Although threatened with closure, the Archdiocese announced on January 19, 2007 that Guardian Angel would retain its parish status.

==Pastors==
- 1888–1895: Rev. William A. O'Neill, transferred 1895 as rector of St. Ann's
- 1895–1909: Rev. John C. Henry, former pastor of St. Mary's Church. He had been assisted until 1904 by the Rev. Anthony J. Morgan (transferred to the Mission of Our Lady of the Rosary), replaced by the Rev. Francis A. Kiniry.
- 1909–1930: Rev. James F. Raywood (Dec 7, 1854 – Apr 6, 1930), a former assistant at St. Columba, a pastor of St. Mary’s Church (Newburg, New York), and founding pastor at a Monticello, New York, parish. In 1914, Fr. Raywood was assisted by the Revs. Timothy J. O'Brien and Daniel J. Fant.
- 1930–1934: Rev. Grogan (d.1934)
- 1934–1967: Rev. John J. O'Donnell, former assistant at Holy Trinity Church
- Rev. Francis X. Quinn, assistant pastor in 1939 and 1940 who was awarded a Congressional Gold Medal for bravery
- 1971–1983: Msgr. Thomas J. McGovern, pastor of Guardian Angel Church and chaplain for the Port of New York. Ordained 1950. Ref: New York Times Obituaries 6-20-1986.
- 2009–2014: Msgr. Michael F. Hull, S.T.D. (also a Professor of Sacred Scripture at St. Joseph’s Seminary (Dunwoodie) in Yonkers, New York, and a Censor Librorum of the Archdiocese of New York, assisted by the Rev. Philip S. Phan (also Director of the Archdiocese's Vietnamese Apostolate).

==Parish School==
The school was founded in 1911 and has always been run by a professional lay staff and the Dominican Sisters of Newburgh. "In 1911, a parochial school was opened; its school roll in 1914 shows an attendance of 132 boys and 130 girls." Five Sisters of St. Dominic ran the school, as reported in 1914. Along with the church's relocation in 1930, the school relocated to its current location at 193 Tenth Avenue, New York, NY 10011. The style of the schoolhouse is the same as the church, indicating that the complex was built by Van Pelt concurrently with the church building in 1930, or thereabouts. The former principal is Miss Maureen McElduff.
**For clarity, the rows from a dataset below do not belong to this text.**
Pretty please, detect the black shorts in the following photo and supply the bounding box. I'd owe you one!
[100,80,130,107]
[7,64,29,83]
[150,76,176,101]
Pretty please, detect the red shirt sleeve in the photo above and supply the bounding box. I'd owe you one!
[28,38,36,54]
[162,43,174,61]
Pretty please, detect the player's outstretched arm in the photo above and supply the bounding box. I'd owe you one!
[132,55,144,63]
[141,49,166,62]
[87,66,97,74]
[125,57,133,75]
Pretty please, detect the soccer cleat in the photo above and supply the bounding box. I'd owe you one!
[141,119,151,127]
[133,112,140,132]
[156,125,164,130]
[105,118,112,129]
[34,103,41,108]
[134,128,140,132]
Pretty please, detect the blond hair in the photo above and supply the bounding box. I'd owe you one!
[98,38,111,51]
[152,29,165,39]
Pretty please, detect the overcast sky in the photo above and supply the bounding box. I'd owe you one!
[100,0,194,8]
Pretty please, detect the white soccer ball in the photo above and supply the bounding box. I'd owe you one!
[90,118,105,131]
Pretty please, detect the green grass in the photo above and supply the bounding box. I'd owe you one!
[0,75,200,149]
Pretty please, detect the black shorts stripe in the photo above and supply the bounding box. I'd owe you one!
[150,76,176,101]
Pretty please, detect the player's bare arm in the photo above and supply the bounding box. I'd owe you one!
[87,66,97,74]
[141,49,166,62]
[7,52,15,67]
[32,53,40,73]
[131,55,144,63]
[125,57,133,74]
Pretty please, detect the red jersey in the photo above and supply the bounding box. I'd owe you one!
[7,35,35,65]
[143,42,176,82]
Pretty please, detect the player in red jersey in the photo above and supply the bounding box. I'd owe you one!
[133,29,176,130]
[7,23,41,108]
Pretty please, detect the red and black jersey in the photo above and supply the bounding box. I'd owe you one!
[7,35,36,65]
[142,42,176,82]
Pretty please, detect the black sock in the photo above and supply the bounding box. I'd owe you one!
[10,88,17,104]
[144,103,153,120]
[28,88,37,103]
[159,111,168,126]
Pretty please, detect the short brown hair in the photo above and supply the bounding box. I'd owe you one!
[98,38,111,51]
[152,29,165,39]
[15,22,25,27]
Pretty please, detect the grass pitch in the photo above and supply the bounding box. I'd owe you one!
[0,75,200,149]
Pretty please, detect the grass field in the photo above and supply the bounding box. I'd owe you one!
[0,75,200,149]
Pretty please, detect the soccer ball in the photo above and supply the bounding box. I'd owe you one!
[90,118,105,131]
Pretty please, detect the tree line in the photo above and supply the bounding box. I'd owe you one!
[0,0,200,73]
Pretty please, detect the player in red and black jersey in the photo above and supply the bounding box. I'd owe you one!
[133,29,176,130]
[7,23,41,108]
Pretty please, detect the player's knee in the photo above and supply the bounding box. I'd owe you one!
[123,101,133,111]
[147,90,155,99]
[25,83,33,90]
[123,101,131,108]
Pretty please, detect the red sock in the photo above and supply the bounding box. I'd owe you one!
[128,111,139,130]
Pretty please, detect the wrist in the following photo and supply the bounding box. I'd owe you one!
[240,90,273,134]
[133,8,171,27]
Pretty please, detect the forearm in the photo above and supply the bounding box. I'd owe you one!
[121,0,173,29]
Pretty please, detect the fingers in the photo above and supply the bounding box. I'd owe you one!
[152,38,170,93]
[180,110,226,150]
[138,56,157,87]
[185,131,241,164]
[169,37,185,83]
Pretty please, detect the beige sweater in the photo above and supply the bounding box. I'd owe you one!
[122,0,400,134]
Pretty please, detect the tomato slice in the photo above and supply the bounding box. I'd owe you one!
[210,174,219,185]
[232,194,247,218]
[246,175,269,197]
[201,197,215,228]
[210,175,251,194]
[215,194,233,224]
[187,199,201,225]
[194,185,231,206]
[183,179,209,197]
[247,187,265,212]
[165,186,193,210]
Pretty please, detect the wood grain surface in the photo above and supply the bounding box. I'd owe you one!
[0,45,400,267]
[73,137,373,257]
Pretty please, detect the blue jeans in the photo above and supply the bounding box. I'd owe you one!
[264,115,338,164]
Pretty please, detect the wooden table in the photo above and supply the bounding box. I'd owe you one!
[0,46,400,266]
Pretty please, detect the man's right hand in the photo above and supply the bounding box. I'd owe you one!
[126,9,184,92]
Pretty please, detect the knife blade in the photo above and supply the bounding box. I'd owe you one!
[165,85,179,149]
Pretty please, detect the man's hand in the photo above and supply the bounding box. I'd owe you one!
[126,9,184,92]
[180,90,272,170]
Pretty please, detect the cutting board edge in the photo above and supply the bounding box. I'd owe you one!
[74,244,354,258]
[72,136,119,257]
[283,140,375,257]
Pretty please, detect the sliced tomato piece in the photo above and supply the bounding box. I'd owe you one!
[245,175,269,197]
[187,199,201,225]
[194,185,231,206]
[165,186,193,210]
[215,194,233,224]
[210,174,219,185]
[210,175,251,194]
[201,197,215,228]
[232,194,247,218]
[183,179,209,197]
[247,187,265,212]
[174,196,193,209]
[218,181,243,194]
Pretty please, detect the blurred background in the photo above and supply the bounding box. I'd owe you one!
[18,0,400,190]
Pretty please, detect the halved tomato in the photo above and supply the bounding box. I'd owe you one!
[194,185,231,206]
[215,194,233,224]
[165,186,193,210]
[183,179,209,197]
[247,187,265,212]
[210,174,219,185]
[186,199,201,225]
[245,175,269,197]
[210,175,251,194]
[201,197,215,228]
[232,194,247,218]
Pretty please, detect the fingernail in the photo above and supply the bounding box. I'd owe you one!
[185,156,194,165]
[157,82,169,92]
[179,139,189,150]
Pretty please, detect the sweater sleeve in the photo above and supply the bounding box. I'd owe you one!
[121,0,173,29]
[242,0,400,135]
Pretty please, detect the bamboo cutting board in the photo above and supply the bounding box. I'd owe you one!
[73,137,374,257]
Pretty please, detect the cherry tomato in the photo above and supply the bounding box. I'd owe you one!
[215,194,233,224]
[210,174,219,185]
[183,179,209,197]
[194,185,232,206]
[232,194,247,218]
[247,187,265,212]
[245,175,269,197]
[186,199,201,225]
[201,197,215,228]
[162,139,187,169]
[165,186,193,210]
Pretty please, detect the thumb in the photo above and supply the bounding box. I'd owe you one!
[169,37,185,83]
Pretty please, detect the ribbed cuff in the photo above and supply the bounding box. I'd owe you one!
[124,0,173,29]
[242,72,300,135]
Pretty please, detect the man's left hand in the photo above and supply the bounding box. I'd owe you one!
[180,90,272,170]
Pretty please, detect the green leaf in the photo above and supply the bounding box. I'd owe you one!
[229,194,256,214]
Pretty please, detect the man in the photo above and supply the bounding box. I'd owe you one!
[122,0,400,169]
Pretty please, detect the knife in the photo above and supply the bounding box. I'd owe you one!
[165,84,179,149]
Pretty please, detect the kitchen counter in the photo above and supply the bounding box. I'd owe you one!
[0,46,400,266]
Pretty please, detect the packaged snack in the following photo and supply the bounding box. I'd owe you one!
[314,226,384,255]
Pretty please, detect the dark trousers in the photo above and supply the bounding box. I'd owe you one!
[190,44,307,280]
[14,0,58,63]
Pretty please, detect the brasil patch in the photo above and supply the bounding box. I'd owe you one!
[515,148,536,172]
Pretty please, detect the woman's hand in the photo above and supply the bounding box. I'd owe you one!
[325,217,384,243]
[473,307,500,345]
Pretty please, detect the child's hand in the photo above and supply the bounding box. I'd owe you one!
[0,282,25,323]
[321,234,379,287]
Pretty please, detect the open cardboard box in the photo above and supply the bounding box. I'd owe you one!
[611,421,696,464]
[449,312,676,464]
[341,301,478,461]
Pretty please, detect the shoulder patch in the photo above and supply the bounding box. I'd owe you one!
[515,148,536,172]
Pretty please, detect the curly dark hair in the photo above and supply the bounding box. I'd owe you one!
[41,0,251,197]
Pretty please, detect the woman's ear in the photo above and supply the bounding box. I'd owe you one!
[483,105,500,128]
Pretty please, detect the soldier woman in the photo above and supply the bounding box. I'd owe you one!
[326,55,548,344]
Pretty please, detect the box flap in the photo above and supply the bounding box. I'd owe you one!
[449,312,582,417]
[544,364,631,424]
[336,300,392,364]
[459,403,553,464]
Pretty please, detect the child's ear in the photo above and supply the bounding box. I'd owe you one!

In 2016, Guardian Angel School was featured in the HBO Documentary Class Divide. This documentary showcases what it means to grow up in Chelsea and the power of education.

In 2018, the Manhattan Region released a video called "We are One" featuring different Guardian Angel staff and families.

On February 15, 2023 the Archdiocese of New York announced that Guardian Angel School would close at the end of the school year.